Nov 08 2018 Read 693 Times
Alongside spectroscopy, chromatography is probably one of the main instrumental analytical techniques used in modern laboratories. There are many different types of chromatography – but they all follow the same essential principles. One of the main forms of chromatography used in laboratories is HPLC, and HPLC is commonly combined with spectroscopy in the form of a UV detector – giving rise to the powerful technique HPLC-UV.
HPLC – liquid chromatography performs separations
Chromatography originally started out as a technique performed at atmospheric pressure and relying on gravity – but as technology progressed it was found that using higher pressures – nowadays we use pressures between 50 and 300 bar - allowed faster and better separations. Hence, the name high pressure liquid chromatography that over time has morphed into high-performance liquid chromatography as analysts realised that the technique performs at an impressive level.
Chromatography is the science of separation – it separates molecules by pumping, or allowing, a mobile phase to flow through a stationary phase. The mobile phase carries the sample through a column or other device that holds the stationary phase. The stationary phase often is made from silica molecules or polymer. The stationary phase can be either polar (normal phase) or non-polar (reversed phase) depending on the sample properties and the separation required
It is the degree of interaction between sample molecules in the mobile phase and the stationary phase that determines how the sample is separated into its components. By using different columns and solvent combinations, it is possible to analyse many different sample types – method development is discussed in the article, Using Different HPLC Column Chemistries To Maximise Selectivity For Method Development.
Spectroscopy and chromatography – a good fit
A chromatography system is in essence very simple – a method of introducing the sample, stationary and mobiles phases to separate molecules and a means to detect the separated molecules. It is the ability to perform post-separation analysis on a sample that gives chromatography it strength as an analytical method.
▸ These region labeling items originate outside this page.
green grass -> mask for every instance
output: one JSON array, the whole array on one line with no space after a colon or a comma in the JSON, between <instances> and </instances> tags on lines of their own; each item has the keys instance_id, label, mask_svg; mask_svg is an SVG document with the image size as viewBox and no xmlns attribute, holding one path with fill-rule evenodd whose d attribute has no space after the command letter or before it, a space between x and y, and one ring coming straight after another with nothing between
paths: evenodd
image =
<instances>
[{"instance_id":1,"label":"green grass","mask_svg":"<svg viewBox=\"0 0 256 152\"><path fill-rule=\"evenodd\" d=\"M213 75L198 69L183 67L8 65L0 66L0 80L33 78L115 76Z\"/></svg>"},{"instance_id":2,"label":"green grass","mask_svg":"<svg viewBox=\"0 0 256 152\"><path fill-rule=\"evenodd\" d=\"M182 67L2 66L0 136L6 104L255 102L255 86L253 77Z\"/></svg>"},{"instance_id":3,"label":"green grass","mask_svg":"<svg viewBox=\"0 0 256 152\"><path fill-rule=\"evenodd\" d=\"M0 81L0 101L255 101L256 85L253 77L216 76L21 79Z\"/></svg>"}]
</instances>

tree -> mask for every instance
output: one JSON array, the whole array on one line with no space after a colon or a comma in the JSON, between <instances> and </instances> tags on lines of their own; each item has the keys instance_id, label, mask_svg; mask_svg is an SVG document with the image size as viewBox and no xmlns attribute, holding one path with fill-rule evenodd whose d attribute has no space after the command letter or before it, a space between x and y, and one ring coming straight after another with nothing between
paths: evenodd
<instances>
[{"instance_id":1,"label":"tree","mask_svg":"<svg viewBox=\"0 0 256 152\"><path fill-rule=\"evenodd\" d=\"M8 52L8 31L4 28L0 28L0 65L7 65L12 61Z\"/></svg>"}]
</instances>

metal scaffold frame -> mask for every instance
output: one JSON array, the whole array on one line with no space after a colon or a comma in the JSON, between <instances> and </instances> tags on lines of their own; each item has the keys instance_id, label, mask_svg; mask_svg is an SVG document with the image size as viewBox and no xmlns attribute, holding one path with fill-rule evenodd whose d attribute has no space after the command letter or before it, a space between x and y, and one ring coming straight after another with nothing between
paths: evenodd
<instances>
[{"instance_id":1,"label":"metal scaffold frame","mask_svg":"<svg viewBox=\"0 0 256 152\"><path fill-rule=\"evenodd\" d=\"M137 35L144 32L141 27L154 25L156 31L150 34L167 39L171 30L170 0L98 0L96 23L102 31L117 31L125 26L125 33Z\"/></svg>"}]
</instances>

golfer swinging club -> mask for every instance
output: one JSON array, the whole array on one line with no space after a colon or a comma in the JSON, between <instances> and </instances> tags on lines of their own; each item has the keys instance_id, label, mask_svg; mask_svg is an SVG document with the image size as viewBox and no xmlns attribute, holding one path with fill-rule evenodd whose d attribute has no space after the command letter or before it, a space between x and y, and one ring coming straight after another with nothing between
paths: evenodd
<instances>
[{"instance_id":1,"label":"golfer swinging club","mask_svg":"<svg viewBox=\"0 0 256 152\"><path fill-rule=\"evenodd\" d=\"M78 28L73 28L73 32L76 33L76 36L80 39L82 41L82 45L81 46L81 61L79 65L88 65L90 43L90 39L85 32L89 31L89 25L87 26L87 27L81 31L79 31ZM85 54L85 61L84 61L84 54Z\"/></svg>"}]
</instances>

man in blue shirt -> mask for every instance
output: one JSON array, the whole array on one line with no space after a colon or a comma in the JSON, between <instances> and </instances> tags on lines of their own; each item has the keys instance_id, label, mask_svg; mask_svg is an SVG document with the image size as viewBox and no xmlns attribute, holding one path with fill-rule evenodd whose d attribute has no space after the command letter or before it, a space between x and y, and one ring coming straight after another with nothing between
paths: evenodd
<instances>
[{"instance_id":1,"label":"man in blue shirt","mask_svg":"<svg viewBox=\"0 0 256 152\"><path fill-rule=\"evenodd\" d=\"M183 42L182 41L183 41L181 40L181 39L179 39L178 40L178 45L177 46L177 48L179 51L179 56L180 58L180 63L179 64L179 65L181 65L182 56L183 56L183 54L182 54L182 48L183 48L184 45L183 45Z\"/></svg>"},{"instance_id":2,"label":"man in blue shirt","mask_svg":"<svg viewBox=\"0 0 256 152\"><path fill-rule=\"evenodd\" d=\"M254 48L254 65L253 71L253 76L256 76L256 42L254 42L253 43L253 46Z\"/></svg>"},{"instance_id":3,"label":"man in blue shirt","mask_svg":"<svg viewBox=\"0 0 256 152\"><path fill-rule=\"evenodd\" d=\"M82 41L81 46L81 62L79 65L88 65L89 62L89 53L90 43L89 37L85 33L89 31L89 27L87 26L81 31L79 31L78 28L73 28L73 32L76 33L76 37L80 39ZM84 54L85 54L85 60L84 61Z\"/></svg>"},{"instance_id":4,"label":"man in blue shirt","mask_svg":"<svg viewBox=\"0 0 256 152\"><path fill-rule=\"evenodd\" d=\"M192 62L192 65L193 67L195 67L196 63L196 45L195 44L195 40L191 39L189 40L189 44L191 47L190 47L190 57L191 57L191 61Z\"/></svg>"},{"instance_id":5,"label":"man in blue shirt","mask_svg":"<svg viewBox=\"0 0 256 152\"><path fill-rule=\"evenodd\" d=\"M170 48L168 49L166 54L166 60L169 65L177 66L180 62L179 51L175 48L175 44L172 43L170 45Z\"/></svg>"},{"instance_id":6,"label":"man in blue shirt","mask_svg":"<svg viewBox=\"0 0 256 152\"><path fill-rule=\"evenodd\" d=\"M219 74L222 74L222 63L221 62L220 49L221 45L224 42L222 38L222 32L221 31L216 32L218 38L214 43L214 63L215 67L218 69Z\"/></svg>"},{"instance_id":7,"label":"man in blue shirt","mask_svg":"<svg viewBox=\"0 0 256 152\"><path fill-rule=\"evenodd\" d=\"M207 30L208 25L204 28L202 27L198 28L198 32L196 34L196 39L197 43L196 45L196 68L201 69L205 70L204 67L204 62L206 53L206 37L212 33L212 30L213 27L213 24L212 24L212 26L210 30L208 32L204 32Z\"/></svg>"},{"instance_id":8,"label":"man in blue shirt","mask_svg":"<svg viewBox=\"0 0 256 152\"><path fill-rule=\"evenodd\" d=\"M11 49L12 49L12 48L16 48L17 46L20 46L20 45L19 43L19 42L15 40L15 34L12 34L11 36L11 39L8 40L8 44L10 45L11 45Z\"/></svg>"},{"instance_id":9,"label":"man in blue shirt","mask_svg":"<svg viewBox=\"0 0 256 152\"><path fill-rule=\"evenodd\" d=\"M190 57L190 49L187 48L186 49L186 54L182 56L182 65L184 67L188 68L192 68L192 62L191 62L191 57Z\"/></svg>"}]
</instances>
There are many different detectors used in chromatography – flame-ionisation, thermal conductivity and electron capture are some of the commonly used detectors. But perhaps the most commonly used detector in liquid chromatography is ultra violet absorption - giving rise to the method HPLC-UV.
A UV detector uses a molecules ability to absorb ultraviolet light – detectors can use a single wavelength or variable wavelengths which can be more sensitive. By passing UV light through the individual components of an eluting sample mix and measuring the amount of UV light absorbed by each component, you can determine the individual quantities of each component.